Biophysical properties of the clinical-stage antibody landscape

Significance In addition to binding to a desired target molecule, all antibody drugs must also meet a set of criteria regarding the feasibility of their manufacture, stability in storage, and absence of off-target stickiness. This suite of characteristics is often termed “developability.” We present here a comprehensive analysis of these properties for essentially the full set of antibody drugs that have been tested in phase-2 or -3 clinical trials, or are approved by the FDA. Surprisingly, many of the drugs or candidates in this set exhibit properties that indicate significant developability risks; however, the number of such red warning flags decreases with advancement toward approval. This reference dataset should help prioritize future drug candidates for development. Antibodies are a highly successful class of biological drugs, with over 50 such molecules approved for therapeutic use and hundreds more currently in clinical development. Improvements in technology for the discovery and optimization of high-potency antibodies have greatly increased the chances for finding binding molecules with desired biological properties; however, achieving drug-like properties at the same time is an additional requirement that is receiving increased attention.
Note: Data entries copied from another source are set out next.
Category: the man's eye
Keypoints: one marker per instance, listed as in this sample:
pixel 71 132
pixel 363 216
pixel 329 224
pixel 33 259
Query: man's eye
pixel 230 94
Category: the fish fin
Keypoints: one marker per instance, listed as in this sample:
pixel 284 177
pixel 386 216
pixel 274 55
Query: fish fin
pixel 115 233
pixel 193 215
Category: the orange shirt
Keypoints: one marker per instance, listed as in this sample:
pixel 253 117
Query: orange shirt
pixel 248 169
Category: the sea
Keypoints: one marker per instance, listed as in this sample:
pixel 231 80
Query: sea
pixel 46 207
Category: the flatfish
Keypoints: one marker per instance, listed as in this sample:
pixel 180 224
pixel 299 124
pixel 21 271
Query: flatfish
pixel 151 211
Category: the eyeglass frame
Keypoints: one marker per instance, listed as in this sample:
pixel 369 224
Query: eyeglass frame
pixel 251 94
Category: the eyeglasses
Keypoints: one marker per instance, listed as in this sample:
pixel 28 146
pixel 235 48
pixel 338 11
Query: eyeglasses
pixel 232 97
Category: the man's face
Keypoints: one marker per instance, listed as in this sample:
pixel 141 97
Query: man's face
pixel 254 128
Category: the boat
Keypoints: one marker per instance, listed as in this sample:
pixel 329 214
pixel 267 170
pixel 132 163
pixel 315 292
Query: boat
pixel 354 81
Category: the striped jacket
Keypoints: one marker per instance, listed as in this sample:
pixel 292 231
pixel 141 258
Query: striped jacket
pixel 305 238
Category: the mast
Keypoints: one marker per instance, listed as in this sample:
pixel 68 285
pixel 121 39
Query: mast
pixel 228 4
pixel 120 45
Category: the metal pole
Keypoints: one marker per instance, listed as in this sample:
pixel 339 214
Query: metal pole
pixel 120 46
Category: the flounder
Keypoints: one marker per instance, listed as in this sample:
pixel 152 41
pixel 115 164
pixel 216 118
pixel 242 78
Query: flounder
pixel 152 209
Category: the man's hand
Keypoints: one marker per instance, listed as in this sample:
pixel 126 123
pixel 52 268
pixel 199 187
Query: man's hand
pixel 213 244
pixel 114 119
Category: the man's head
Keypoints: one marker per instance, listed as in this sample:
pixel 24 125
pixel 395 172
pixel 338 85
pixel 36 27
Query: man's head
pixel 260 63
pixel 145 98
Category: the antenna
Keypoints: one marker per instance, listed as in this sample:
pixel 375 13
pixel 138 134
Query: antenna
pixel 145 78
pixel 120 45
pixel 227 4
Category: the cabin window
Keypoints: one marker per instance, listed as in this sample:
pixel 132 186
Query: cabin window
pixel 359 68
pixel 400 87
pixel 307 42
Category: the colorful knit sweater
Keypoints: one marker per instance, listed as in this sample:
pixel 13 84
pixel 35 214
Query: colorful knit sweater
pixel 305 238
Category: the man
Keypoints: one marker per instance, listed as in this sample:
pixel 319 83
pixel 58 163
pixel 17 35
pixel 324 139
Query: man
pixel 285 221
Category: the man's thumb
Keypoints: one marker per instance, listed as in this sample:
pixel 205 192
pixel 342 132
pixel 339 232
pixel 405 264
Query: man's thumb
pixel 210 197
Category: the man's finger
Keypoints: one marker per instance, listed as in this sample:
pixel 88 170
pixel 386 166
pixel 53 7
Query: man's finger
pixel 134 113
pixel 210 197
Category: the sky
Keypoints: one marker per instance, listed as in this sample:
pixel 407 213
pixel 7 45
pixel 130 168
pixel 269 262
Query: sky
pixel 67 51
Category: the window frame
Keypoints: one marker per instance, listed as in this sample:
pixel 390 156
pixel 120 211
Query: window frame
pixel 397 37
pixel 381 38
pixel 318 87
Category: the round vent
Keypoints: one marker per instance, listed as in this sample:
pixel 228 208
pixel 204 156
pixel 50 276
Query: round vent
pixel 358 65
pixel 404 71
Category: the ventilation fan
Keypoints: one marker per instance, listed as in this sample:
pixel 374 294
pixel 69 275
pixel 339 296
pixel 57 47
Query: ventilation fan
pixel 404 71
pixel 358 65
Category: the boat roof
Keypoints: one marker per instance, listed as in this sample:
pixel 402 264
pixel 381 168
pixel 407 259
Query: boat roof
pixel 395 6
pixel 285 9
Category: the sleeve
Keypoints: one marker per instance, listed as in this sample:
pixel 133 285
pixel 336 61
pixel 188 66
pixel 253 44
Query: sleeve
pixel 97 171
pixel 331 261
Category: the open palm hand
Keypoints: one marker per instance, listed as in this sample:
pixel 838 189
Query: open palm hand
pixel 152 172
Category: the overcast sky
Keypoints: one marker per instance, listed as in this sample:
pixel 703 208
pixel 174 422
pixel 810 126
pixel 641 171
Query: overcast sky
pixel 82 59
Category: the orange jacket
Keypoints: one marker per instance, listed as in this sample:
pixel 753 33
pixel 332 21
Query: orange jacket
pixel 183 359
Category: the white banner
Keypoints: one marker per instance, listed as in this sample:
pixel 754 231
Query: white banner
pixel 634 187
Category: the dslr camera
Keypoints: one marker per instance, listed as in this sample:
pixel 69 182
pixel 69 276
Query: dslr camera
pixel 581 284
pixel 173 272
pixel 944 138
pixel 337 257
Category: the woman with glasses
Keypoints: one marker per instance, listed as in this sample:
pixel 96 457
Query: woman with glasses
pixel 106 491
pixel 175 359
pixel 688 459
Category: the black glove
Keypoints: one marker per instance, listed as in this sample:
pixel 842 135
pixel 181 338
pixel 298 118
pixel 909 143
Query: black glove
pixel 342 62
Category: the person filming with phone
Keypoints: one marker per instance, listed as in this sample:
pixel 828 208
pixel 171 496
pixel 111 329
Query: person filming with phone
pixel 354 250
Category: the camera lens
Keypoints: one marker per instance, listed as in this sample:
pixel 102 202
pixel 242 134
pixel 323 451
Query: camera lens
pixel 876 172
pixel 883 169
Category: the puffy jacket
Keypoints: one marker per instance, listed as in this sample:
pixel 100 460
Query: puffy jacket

In this work, we attempt to quantify the historical limits of acceptability for multiple biophysical metrics of “developability.” Amino acid sequences from 137 antibodies in advanced clinical stages, including 48 approved for therapeutic use, were collected and used to construct isotype-matched IgG1 antibodies, which were then expressed in mammalian cells. The resulting material for each source antibody was evaluated in a dozen biophysical property assays. The distributions of the observed metrics are used to empirically define boundaries of drug-like behavior that can represent practical guidelines for future antibody drug candidates.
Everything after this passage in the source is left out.